In your own private cloud, there are a number of ways to work with virtual machines. Amazon's cloud uses Xen for its virtualization infrastructure, but in your own cloud, you are free to use Xen or KVM or Virtualbox, or whatever else you want. Lacking an EC2 console, administering and working with VMs in your cloud will require you to choose your own admin tools. There's always the command line, of course; you can launch a KVM or Xen machine without a GUI, but there's also a nice graphical program called virt-manager that I'm rather fond of; literally the 'Virtual Machine Manager' (see Figure 1). Using this tool, you get a bird's eye view of running virtual machines, including live performance graphs for network, CPU, and disk usage. The Virtual Machine Manager also makes it easy to communicate with other hosts running virtual machines; that would be your private cloud. It gets better; virt-manager works with both KVM and Xen, two common virtualization frameworks.
Figure 1 : Once connected Virt-Manager shows you all configured machines whether they are running or not.
The virt-manager application displays information about each machine, its run state, number of processors (VCPUs), memory usage, and CPU usage. It also lets you adjust the resources for a given virtual machine, adding processors, memory, or even extra storage. There are tools for cloning VMs, creating new VMs, and communicating with VMs using a full graphical console; point and click. The latter is done using a built-in VNC client.
Most distributions have virt-manager in their repositories, but they sometimes tend to run well behind the version available directly from the Website itself (long term support distributions are particularly problematic that way). I don't find myself suggesting this often in 2011, but I highly recommend that you get the source and compile the latest version yourself. It's all Python code so perhaps compile isn't quite the right word but while you're there, make sure you also download the latest 'virtinst' code and prep that as well; virt-manager relies on it.
When you run virt-manager for the first time (see Figure 2, from a different machine), you'll find yourself looking at a rather sparse window, especially if you have no VMs currently running on the host system.
Figure 2 : The virt-manager application at start. No connection and no virtual machines.

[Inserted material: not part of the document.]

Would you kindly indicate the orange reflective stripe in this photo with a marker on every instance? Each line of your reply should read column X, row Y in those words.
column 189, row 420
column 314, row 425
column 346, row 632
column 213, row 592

When Virt-Manager starts, it will look to the host system, the 'real' hardware on which the virtual machines are running. Depending on the setup, the machine may be disconnected, at which point you will right click on the 'localhost' machine, and select Connect. Once this is done, you should then see all the virtual machines running on the system as shown in Figure 1).
What's particularly cool here is that you can run the Virtual Machine Manager on one machine, then monitor and with hypervisors on other machines. Click File on the menu bar then select Add Connection. You'll be asked to provide the remote hostname and authentication information for an SSH connection (see figure 3). You can also decide whether you want the remote monitor to connect automatically.
Figure 3 : On virt-manager instance can be used to connect to and monitor multiple hosts.
Click to highlight a machine (in any state), then click the Details button below and you can get more detailed information on the machine. The details window has two tabs, one labeled Overview and one labeled as Hardware. The overview window includes basic machine information, including a detailed graph of the CPU usage and memory use over time. There are also some basic configuration details such as the disk UUID and the machine's name.
Click the Hardware tab and you'll find out about your virtual iron, including configured network cards, disks, CPUs, configured memory, and so on (see Figure 4). Some of the settings, memory, for instance, can be changed, but the machine must be in a stopped state for these changes to be made.
Figure 4 : A running machine and the hardware details.
You can also add additional virtual hardware to the machines by clicking the Add button below the left hand sidebar. For instance, if you needed to add disk storage after the fact, you could create and add a disk image file and attach to that.